In order to use Morphline in your program, you first need to add a maven dependency to Morphline:

        <dependency>            <groupId>Org.kitesdk</groupId>            <artifactid>Kite-morphlines-all</artifactid>            <version>${kite.version}</version>            <exclusions>                <exclusion>                    <groupId>Org.apache.hadoop</groupId>                    <artifactid>Hadoop-common</artifactid>                </exclusion>            </exclusions>            <type>Pom</type>            <optional>True</Optional>        </Dependency>

Version is 1.0.0. Note that there are some dependencies that need to be downloaded from the Twitter repository, so you know: please bring your own ladder.

Sample program:

private void process (Message message) {Msgbuffer. Add(message);if (msgbuffer. Size() < Message_buffer_size) return;try {Notifications. Notifybegintransaction(Morphline);for (Message msg:msgbuffer) {Event logEvent = Gson. Fromjson(New String (msg. GetContent()), Event. Class);String originallog = new String (logEvent. GetBody());LogEvent. Getheaders(). Put(Morphline_grok_field_name, Originallog);LogEvent. Setbody(NULL);Record record = new record ();for (Map. Entry<string, string> entry:logevent. Getheaders(). EntrySet()) {record. Put(Entry. GetKey(), entry. GetValue());} byte[] bytes = logEvent. GetBody();if (bytes! = null && bytes. Length>0) {Logger. Info("Original:"+ new String (bytes));Record. Put(Fields. ATTACHMENT_body, bytes);} Notifications. Notifystartsession(Morphline);Boolean success = Morphline. Process(record);if (!success) {Logger. Error("failed to process record! From: "+ Morphlinefileandid);Logger. Error("Record body:"+ New String (logEvent. GetBody()));}}//do some ETL jobs list<record> records = this. Extract();list<event> events = This. Transfer(Records);This. Load(events);} catch (Jsonsyntaxexception e) {Logger. Error(e);Notifications. Notifyrollbacktransaction(Morphline);} finally {//clear buffer andExtractor this. Extracter. GetRecords(). Clear();This. Msgbuffer. Clear();Notifications. Notifycommittransaction(Morphline);Notifications. Notifyshutdown(Morphline);}    }

This is just part of the code that shows the approximate usage of morphline. The primary logic is in the configuration file:

morphlines: [{id:morphline1 importcommands: [ "O rg.kitesdk.** "] Commands: [{grok {dictionarystring:  Expressions: { Original: } extract:  true  numrequiredmatches:atleastonce # defaul T  is atleastonce findsubstrings: false  add Emptystrings: false }} {loginfo {format:  "output record: {}" , args: [ "@{}"  "}}]}] 

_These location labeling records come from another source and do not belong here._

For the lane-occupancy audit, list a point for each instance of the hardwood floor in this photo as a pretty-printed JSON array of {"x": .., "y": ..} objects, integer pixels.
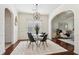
[
  {"x": 65, "y": 45},
  {"x": 69, "y": 52}
]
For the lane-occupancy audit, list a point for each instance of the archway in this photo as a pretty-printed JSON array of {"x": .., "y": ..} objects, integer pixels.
[
  {"x": 8, "y": 28},
  {"x": 65, "y": 22}
]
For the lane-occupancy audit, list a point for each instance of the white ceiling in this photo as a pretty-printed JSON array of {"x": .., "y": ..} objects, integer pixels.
[{"x": 42, "y": 8}]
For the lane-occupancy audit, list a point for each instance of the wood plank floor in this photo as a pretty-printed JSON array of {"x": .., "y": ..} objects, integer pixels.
[{"x": 69, "y": 52}]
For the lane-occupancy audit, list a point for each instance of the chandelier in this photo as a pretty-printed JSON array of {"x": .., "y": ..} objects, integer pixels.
[{"x": 36, "y": 14}]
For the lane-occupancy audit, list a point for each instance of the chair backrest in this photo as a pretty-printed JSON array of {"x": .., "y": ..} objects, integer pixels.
[
  {"x": 31, "y": 37},
  {"x": 45, "y": 37}
]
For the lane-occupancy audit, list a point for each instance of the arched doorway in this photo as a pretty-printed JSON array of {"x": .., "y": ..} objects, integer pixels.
[
  {"x": 64, "y": 21},
  {"x": 8, "y": 28}
]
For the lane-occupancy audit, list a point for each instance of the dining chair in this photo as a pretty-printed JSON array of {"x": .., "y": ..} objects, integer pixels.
[
  {"x": 31, "y": 39},
  {"x": 44, "y": 40}
]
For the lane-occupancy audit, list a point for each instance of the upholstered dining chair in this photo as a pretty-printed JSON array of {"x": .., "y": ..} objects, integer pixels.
[
  {"x": 31, "y": 39},
  {"x": 44, "y": 40}
]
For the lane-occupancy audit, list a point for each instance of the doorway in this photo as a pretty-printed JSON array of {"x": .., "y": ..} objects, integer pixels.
[{"x": 8, "y": 28}]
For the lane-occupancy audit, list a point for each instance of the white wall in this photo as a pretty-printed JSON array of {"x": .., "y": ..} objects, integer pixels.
[
  {"x": 66, "y": 17},
  {"x": 23, "y": 21},
  {"x": 2, "y": 26},
  {"x": 75, "y": 9}
]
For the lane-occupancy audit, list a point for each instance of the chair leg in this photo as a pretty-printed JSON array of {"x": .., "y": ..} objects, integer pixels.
[
  {"x": 29, "y": 44},
  {"x": 46, "y": 43},
  {"x": 32, "y": 45}
]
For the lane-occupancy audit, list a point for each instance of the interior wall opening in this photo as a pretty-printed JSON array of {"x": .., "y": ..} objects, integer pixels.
[{"x": 8, "y": 28}]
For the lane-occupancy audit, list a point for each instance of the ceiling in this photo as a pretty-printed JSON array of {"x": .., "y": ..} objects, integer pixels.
[{"x": 42, "y": 8}]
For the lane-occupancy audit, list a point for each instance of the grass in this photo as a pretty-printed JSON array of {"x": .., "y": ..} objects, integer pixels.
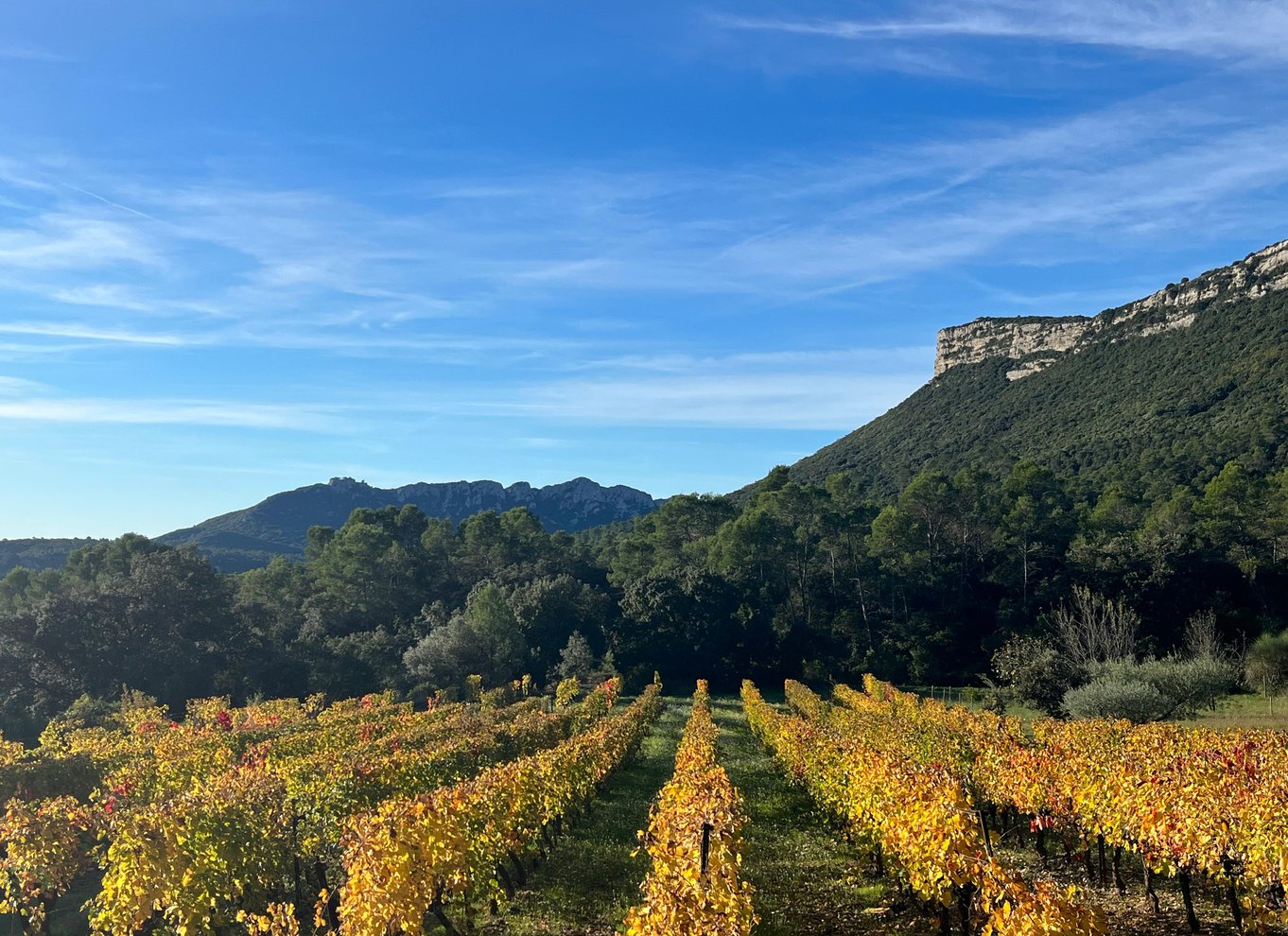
[
  {"x": 808, "y": 881},
  {"x": 1247, "y": 711},
  {"x": 593, "y": 875}
]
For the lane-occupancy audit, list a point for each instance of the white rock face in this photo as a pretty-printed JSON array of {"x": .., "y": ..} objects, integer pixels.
[{"x": 1039, "y": 340}]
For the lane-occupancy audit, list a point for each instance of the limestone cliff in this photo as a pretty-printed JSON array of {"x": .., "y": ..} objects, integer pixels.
[{"x": 1036, "y": 341}]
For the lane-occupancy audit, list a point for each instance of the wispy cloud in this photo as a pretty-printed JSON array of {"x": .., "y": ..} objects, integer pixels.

As mentioned above, our main purpose is to use Grok to parse the log, and Logstash has provided a lot of grok patterns for you out of the box, but for the custom log format type, you usually need to parse it yourself. Here's a grok online debug tool.

Review

In fact, the use of flume in the industry are large-scale internet companies, such as American Regiment. They usually use the flume+kafka+storm+hadoop ecosystem. Using storm stream for real-time parsing, using MapReduce for off-line analysis, this highly customized usage scenario rarely requires the ability of the Flume agent to parse on the client, so Flume's morphline is seldom mentioned.

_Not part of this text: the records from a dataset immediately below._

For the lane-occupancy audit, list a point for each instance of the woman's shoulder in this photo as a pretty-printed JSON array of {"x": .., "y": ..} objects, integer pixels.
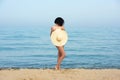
[{"x": 53, "y": 28}]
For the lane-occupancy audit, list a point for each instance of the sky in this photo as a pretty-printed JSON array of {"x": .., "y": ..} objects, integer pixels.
[{"x": 74, "y": 12}]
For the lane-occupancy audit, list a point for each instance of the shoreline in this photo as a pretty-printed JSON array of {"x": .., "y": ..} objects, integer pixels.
[{"x": 63, "y": 74}]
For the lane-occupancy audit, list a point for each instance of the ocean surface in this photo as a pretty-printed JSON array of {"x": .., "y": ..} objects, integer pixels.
[{"x": 87, "y": 47}]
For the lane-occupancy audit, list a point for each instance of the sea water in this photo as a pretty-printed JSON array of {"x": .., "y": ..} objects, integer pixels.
[{"x": 87, "y": 47}]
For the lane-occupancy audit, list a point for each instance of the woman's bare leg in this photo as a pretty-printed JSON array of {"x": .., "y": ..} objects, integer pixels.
[{"x": 61, "y": 55}]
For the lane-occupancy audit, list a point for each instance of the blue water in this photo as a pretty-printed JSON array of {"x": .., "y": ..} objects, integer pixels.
[{"x": 87, "y": 47}]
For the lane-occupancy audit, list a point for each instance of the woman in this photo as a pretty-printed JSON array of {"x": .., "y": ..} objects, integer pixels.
[{"x": 59, "y": 28}]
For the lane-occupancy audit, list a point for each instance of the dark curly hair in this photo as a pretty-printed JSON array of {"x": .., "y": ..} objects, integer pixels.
[{"x": 59, "y": 21}]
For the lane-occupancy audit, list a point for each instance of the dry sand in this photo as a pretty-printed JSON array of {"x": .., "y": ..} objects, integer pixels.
[{"x": 64, "y": 74}]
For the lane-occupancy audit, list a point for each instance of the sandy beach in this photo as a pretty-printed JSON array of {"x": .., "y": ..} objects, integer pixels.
[{"x": 64, "y": 74}]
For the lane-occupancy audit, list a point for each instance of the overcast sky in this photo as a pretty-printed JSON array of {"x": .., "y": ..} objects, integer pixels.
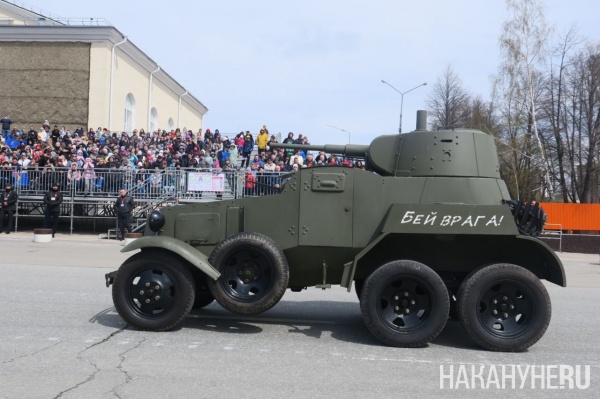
[{"x": 303, "y": 65}]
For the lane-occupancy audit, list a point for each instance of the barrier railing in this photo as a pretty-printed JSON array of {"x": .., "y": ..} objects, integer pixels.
[
  {"x": 91, "y": 194},
  {"x": 548, "y": 233}
]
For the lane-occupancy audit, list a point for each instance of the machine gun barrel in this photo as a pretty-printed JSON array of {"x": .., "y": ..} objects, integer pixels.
[{"x": 350, "y": 150}]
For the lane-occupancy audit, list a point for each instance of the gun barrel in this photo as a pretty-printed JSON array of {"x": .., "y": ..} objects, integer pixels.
[{"x": 351, "y": 150}]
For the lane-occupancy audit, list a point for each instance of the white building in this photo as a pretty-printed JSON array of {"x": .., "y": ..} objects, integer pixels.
[{"x": 85, "y": 73}]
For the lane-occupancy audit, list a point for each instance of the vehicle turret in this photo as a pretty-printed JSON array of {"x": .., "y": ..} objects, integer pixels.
[{"x": 422, "y": 153}]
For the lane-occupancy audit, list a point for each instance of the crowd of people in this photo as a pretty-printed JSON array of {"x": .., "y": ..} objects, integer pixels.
[{"x": 79, "y": 157}]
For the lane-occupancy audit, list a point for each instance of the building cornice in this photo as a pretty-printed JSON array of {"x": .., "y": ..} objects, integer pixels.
[
  {"x": 24, "y": 14},
  {"x": 97, "y": 34}
]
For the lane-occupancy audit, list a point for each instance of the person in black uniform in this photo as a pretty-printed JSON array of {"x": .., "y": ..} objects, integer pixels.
[
  {"x": 53, "y": 198},
  {"x": 124, "y": 206},
  {"x": 9, "y": 206}
]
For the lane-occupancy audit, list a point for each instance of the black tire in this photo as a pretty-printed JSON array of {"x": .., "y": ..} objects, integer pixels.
[
  {"x": 530, "y": 219},
  {"x": 254, "y": 273},
  {"x": 145, "y": 277},
  {"x": 405, "y": 304},
  {"x": 519, "y": 299},
  {"x": 453, "y": 313},
  {"x": 358, "y": 284},
  {"x": 203, "y": 296}
]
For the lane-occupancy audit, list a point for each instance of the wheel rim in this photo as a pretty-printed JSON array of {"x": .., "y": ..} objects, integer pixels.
[
  {"x": 405, "y": 304},
  {"x": 248, "y": 274},
  {"x": 506, "y": 309},
  {"x": 152, "y": 292}
]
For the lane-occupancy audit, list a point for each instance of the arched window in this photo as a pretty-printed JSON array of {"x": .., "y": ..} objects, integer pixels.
[
  {"x": 153, "y": 119},
  {"x": 129, "y": 113}
]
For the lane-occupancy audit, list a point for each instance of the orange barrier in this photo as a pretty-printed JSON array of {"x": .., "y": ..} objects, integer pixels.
[{"x": 572, "y": 216}]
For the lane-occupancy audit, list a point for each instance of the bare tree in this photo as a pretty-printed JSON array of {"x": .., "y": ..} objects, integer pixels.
[
  {"x": 449, "y": 103},
  {"x": 523, "y": 41},
  {"x": 553, "y": 108}
]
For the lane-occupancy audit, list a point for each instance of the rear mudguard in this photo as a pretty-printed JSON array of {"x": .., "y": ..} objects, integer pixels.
[
  {"x": 547, "y": 265},
  {"x": 177, "y": 247}
]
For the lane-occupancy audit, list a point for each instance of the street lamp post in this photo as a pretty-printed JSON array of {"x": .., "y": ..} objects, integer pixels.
[
  {"x": 345, "y": 131},
  {"x": 402, "y": 99}
]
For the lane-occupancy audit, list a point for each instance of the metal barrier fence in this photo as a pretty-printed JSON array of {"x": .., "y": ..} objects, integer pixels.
[
  {"x": 91, "y": 195},
  {"x": 181, "y": 184}
]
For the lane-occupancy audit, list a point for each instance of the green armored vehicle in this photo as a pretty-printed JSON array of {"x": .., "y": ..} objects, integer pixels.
[{"x": 427, "y": 231}]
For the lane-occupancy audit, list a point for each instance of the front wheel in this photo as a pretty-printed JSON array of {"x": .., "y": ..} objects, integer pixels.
[
  {"x": 254, "y": 273},
  {"x": 404, "y": 303},
  {"x": 153, "y": 291},
  {"x": 504, "y": 307}
]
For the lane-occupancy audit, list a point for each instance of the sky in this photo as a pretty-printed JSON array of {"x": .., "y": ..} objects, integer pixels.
[{"x": 315, "y": 66}]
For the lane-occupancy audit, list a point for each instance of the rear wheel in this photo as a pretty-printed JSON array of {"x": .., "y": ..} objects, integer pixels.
[
  {"x": 254, "y": 273},
  {"x": 153, "y": 291},
  {"x": 504, "y": 307},
  {"x": 404, "y": 303}
]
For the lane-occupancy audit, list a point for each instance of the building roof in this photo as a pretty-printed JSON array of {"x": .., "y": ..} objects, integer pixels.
[{"x": 36, "y": 27}]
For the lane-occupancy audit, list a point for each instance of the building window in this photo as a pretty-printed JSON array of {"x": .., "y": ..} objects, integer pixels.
[
  {"x": 153, "y": 119},
  {"x": 129, "y": 113}
]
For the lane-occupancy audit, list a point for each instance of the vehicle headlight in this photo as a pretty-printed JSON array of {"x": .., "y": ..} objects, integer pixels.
[{"x": 156, "y": 221}]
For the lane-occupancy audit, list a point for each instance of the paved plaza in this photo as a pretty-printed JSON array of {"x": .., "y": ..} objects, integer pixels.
[{"x": 62, "y": 338}]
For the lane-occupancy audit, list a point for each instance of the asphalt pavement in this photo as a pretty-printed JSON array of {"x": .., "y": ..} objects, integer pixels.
[{"x": 62, "y": 338}]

But Morphline is still a rare text ETL weapon, whether you are in the acquisition of the Morphline do ETL or in the service side do, flume+morphline add up to bring flexibility also do not lose logstash.

More articles, welcome to visit: http://vinoyang.com

Flume acquisition and Morphline analysis of log system

Contact Us

The content source of this page is from Internet, which doesn't represent Alibaba Cloud's opinion; products and services mentioned on that page don't have any relationship with Alibaba Cloud. If the content of the page makes you feel confusing, please write us an email, we will handle the problem within 5 days after receiving your email.

If you find any instances of plagiarism from the community, please send an email to: info-contact@alibabacloud.com and provide relevant evidence. A staff member will contact you within 5 working days.

A Free Trial That Lets You Build Big!

Start building with 50+ products and up to 12 months usage for Elastic Compute Service

  • Sales Support

    1 on 1 presale consultation

  • After-Sales Support

    24/7 Technical Support 6 Free Tickets per Quarter Faster Response

  • Alibaba Cloud offers highly flexible support services tailored to meet your exact needs.